2. Examen exploratoire dont le principe est de parcourir l’ensemble des textes en leur appliquant la série de questions premièrement définies et en enrichissant de nouvelles interrogations le canevas investigatif, qui vont permettre de préciser encore le questionnement,

3. Examen de consolidation qui correspond à une seconde lecture effectuée à partir du

canevas investigatif complété et qui permet de préciser les éléments de réponses aux

questions posées ; les réponses apportées prennent la forme d’énoncés, soit « d’expressions ou

de courtes phrases suffisamment fidèles au contenu [du texte] pour qu’il soit possible de saisir l’essentiel de celui-ci sans [y] recourir » (p. 19),

4. Examen de validation qui représente « une ultime vérification de la validité et de la

complétude de l’analyse proposée » (p. 227).

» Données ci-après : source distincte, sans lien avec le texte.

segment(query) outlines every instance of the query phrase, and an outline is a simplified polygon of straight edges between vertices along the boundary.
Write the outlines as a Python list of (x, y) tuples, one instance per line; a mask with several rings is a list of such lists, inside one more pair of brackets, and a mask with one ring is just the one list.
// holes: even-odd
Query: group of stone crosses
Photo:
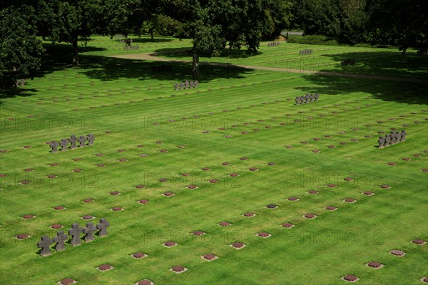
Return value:
[(175, 90), (188, 89), (189, 88), (191, 89), (193, 88), (198, 88), (198, 86), (199, 82), (198, 82), (198, 80), (190, 82), (186, 80), (184, 82), (182, 81), (180, 83), (176, 83), (174, 84)]
[(86, 146), (86, 142), (88, 141), (88, 146), (93, 145), (93, 141), (95, 141), (95, 136), (92, 134), (87, 134), (86, 136), (80, 136), (77, 138), (75, 135), (72, 134), (70, 139), (63, 139), (59, 143), (56, 141), (52, 141), (49, 144), (51, 149), (51, 153), (55, 154), (58, 152), (58, 147), (61, 146), (60, 150), (65, 151), (68, 149), (68, 142), (71, 144), (70, 146), (71, 149), (77, 149), (77, 142), (78, 142), (78, 147), (84, 147)]
[(355, 64), (355, 59), (344, 59), (342, 61), (340, 61), (340, 65), (341, 66), (348, 66), (348, 65), (354, 65)]
[(16, 79), (15, 80), (15, 86), (16, 87), (22, 87), (25, 86), (25, 79)]
[(301, 56), (305, 56), (307, 54), (311, 54), (312, 52), (312, 49), (304, 49), (302, 51), (299, 51), (299, 54)]
[(306, 103), (316, 102), (317, 101), (318, 101), (318, 98), (320, 98), (320, 94), (315, 93), (315, 94), (297, 96), (295, 101), (296, 101), (296, 105), (300, 105)]
[(119, 39), (119, 44), (126, 44), (128, 46), (132, 44), (132, 39)]
[(382, 149), (385, 146), (398, 144), (399, 142), (405, 141), (406, 134), (406, 131), (402, 130), (401, 133), (399, 133), (398, 131), (391, 131), (391, 134), (387, 134), (386, 136), (381, 136), (377, 140), (379, 148)]
[(277, 46), (279, 45), (280, 45), (280, 42), (279, 41), (274, 41), (272, 43), (268, 44), (268, 46)]
[(138, 46), (138, 44), (136, 46), (128, 46), (128, 45), (123, 46), (124, 51), (131, 51), (131, 50), (135, 50), (135, 49), (140, 49), (140, 46)]
[[(95, 226), (92, 223), (86, 223), (86, 226), (81, 227), (78, 224), (74, 223), (71, 225), (71, 229), (68, 230), (68, 234), (71, 236), (71, 246), (79, 246), (81, 244), (81, 234), (85, 234), (85, 242), (92, 241), (95, 239), (95, 231), (98, 229), (98, 236), (100, 237), (107, 235), (107, 228), (110, 226), (110, 223), (106, 218), (100, 219), (100, 222)], [(68, 239), (68, 236), (64, 234), (63, 231), (56, 232), (56, 236), (54, 239), (49, 238), (49, 236), (43, 236), (41, 237), (41, 241), (37, 243), (37, 247), (41, 249), (40, 252), (41, 256), (47, 256), (51, 254), (51, 245), (54, 242), (56, 243), (55, 249), (57, 251), (61, 251), (66, 249), (66, 241)]]

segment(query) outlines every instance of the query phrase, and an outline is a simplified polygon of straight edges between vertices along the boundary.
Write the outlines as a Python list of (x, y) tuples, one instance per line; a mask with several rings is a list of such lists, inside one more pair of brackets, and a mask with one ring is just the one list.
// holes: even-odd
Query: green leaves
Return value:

Figure 2. Grille d’analyse par la méthode de questionnement analytique (« canevas investigatif »)

Quels effets secondaires dermatologiques les patients rapportent-ils ?

Comment les patients parlent-ils de leurs symptômes dermatologiques : quels sont les termes employés, à quel registre appartiennent-ils (médical, courant, autre), quelle place prennent-ils dans leur discours (anecdotique, détaillée, description courte vs. longue) ?

Quelle réaction les patients adoptent-ils par rapport à leurs symptômes dermatologiques ?

o Comment y font-ils face ? o Comment les considèrent –ils ?

Quels changements sont associés à la survenue et à la persistance dans le temps des symptômes dermatologiques ? Sur quel(s) plan(s) les modifications apparaissent-elles :

o activités quotidiennes ? o état émotionnel ?

o rapport au corps (image, ressenti) ? o relations aux autres ?

o représentations du traitement / de la maladie ?

Quels sont les éléments qui distinguent les patients qui disent « faire avec » les effets secondaires dermatologiques et ceux qui disent qu’ils sont « intolérables/insupportables » parmi les variables suivantes :

o genre,

o mention d’antécédents dermatologiques,

o attentes/inquiétudes (effets secondaires dermatologiques cités) initiales vis-à-vis du traitement, o perception de l’action du traitement sur la maladie,

o sentiment d’être malade,

o présence de préoccupations relatives à l’image corporelle à l’instauration du traitement, o existence d’un dialogue autour du cancer avec l’entourage ?

Les patients établissent-ils un lien entre symptômes dermatologiques et traitement ?

o Si oui, comment ce lien est-il qualifié (ex : effet secondaire, signe d’action du traitement etc.) ? o Si non, comment interprètent-ils ces symptômes (origine supposée) ?

Quels autres effets secondaires sont mentionnés ? Quelles conséquences ont ces autres symptômes ?

Quelle importance les symptômes dermatologiques prennent-ils par rapport aux autres effets secondaires ?

Nous avons dû renoncer dans le cadre de ce travail de thèse à intégrer les données recueillies au sixième mois de traitement étant donné la trop petite taille de notre échantillon pour cette quatrième et dernière évaluation.

Pour nous assurer de la validité de nos conclusions, nous avons eu recours à deux méthodes suggérées par Mukamurera, Lacourse et Couturier (2006) :

- La « triangulation » ou « contrôle par les autres chercheurs », en soumettant nos résultats d’une part à une double analyse (effectuée seulement à partir d’un échantillon du corpus par un psychologue extérieur à ce travail de recherche) et d’autre part au regard critique de nos collègues chercheurs en réunion à Gustave Roussy,

- la « recherche de preuves contraires », en confrontant nos résultats aux données de la littérature et en les présentant à des professionnels non psychologues (dermatologues, secrétaires, attachés de recherche clinique) afin de contrôler s’il ressortait des éléments incongrus ou aberrants.